How to avoid CUDA out of memory error for large batch sizes?

ThilinaRajapakse / pytorch-transformers-classification

Based on the Pytorch-Transformers library by HuggingFace. To be used as a starting point for employing Transformer models in text classification tasks. Contains code to easily train BERT, XLNet, RoBERTa, and XLM models for text classification.

Apache License 2.0

306 stars 97 forks source link

How to avoid CUDA out of memory error for large batch sizes? #18

Open phosseini opened 5 years ago

phosseini commented 5 years ago

I have two GPUs (2 x NVIDIA Tesla V100) and I'm running the codes in run_model.ipynb on Google Cloud. I get the CUDA out of memory exception when I want to run my code with a sequence length longer than 128 for greater batch sizes.

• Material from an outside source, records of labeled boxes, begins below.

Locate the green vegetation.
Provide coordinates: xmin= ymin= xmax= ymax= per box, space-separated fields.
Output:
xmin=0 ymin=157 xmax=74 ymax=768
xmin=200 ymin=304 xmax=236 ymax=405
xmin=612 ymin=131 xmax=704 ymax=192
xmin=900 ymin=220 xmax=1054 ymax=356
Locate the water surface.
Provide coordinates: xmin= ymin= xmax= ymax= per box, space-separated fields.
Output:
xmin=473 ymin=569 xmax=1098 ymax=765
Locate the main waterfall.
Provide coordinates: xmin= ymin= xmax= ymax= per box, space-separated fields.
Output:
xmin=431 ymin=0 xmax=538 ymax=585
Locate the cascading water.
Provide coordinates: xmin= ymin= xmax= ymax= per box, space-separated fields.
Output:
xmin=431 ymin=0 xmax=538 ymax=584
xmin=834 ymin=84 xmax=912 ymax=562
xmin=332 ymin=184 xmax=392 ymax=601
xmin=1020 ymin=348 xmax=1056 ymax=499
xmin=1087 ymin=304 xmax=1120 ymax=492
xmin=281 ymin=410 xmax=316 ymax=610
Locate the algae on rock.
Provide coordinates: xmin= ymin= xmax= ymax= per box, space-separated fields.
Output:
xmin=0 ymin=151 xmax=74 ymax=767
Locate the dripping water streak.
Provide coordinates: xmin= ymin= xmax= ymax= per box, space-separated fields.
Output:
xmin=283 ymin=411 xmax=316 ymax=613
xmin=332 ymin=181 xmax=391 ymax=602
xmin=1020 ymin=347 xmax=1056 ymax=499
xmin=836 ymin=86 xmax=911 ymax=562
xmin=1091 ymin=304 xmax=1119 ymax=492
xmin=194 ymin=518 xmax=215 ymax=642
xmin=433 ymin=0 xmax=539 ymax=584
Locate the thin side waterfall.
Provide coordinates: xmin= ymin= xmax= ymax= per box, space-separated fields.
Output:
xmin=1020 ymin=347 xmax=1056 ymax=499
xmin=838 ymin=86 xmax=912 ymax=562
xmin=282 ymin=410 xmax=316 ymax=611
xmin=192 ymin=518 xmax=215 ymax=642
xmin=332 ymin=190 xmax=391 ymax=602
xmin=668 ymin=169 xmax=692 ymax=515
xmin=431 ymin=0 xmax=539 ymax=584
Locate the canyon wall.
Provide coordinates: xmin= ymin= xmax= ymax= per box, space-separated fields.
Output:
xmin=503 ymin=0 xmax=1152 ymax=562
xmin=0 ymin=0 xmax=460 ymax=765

I wonder if I need to make any changes to the code to make it runnable using multiple GPUs? I think I shouldn't get the out of memory error considering the number of GPUs I have and their memory (please correct me if I'm wrong.)

ThilinaRajapakse commented 5 years ago

The code in this repo was not written to support multi-GPU training (mainly because I only have the one). But, the code that this is based on does support multi-GPUs. You should be able to get it to work with only a few changes.